December 09, 2006

Disappearing Phytoplankton

On Thursday NPR's Morning Edition had a segment on the bluing of the ocean which scientists have connected with the warming oceans. The color of the ocean is directly related to the amount of phytoplankton in the water. The greener the waters, the more phytoplankton, the bluer indicates less.

Courtesy of NASA
click image to visit the NASA resource page

So what does this mean? The phytoplankton is an indication of the amount of plant life in the ocean. In fact the phytoplankton is the equivalent of the grass on land. When there is more phytoplankton, the ocean has more food to support the food chain. Furthermore, phytoplankton is essential for enabling the ocean to sequester excess carbon in the atmosphere.

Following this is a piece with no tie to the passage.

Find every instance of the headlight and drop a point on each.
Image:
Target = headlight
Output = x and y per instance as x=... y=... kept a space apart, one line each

The sea is one of nature's "carbon sinks", which removes carbon dioxide from the atmosphere and deposits the carbon in a long-term store - dissolved in the ocean or deposited as organic waste on the seabed. The vast quantities of phytoplankton in the oceans absorb huge amounts of carbon dioxide. When the organisms die they fall to the seabed, carrying their store of carbon with them, where it stays for many thousands of years - thereby helping to counter global warming.

What scientists have found is that during the past decade, the amount of phytoplankton has tracked directly to the warming of the oceans. During the late 90s, the amount of phytoplankton increased leading to greener seas. But since then, the oceans have been growing bluer indicating a harsher environment for phytoplankton.

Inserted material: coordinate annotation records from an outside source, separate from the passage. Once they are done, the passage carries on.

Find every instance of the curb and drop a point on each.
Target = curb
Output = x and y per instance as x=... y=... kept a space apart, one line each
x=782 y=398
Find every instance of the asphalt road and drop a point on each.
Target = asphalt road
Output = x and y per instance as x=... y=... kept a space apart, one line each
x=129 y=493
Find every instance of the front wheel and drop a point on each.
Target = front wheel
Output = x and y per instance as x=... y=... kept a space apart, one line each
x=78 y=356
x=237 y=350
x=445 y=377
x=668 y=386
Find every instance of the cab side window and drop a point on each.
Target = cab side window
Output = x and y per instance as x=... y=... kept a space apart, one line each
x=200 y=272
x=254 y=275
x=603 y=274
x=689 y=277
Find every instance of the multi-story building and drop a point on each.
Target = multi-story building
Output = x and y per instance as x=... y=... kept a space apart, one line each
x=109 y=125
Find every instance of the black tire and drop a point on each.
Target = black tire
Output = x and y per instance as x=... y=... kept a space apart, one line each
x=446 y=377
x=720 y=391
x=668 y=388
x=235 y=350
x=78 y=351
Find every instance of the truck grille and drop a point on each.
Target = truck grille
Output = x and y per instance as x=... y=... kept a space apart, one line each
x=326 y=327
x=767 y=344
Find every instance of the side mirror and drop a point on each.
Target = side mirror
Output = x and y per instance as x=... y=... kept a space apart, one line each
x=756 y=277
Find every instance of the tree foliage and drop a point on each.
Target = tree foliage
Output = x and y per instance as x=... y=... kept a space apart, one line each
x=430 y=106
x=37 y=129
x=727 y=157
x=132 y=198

Ocean plant growth increased from 1997 to 1999 as the climate cooled during one of the strongest El Niņo to La Niņa transitions on record. Since 1999, the climate has been in a period of warming that has seen the health of ocean plants diminish.

The new study also explains why a change in climate produces this effect on ocean plant life. When the climate warms, the temperature of the upper ocean also increases, making it "lighter" than the denser cold water beneath it. This results in a layering or "stratification" of ocean waters that creates an effective barrier between the surface layer and the nutrients below, cutting off phytoplankton's food supply. The scientists confirmed this effect by comparing records of ocean surface water density with the SeaWiFS biological data.

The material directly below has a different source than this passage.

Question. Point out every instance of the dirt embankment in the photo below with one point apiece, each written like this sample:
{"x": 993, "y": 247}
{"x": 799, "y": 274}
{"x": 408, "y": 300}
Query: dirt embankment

The NPR report went on to say that the phytoplankton is also directly connected to the acidification of the oceans because it is the phytoplankton which is responsible for the carbonic acid in the seas. When the phytoplankton decreases, it reduces the calcium carbonate in the sea which is used to build the shells and corals so once again we see the entire complex food chain being undermined by the warming ocean.

It was only a few weeks ago that I first read about the acidification of the oceans, but now it seems like many of the articles on global warming are constantly circling back to acidification as one of the more drastic consequences of global warming. What will humans exploit when the ocean, the original source of life on earth, is once more made into a primordial stew of jelly?

Update: here's a piece from NASA about this topic. As they show, this study is part of a growing body of evidence that global warming is truly happening.

This is at least the third significant peer-reviewed research paper in the past six months showing that long-anticipated global warming biological side effects are already happening. Other studies looked at global warming connections to wildfires and die-offs of plant and animal species.

"What you're looking at is almost an avalanche of each individual effect," said Stanford University biological sciences professor Stephen Schneider. "As it gets warmer and as we measure more things, the evidence accumulates."

Posted by Mary at December 9, 2006 11:01 AM | Environment | Technorati links |

Here's a possible strategy:
Different areas of the ocean experience different types, degrees, and durations of stratification based on their location in the system of currents. The different areas have, of course, different phytoplankton populations of species well suited to that particular climate/stratification scheme. Perhaps it might be worthwhile to experiment with transplanting some species into new areas? In general, I wouldn't encourage distributing exotics, but it might be better than the alternative in this case. Some care would need to be taken to choose species that the local zooplankton could physically manage--too big or too small and the new species wouldn't get eaten. At very least, labs should be making phytoplankton "zoos" from which to start populations for those species likely to be lost.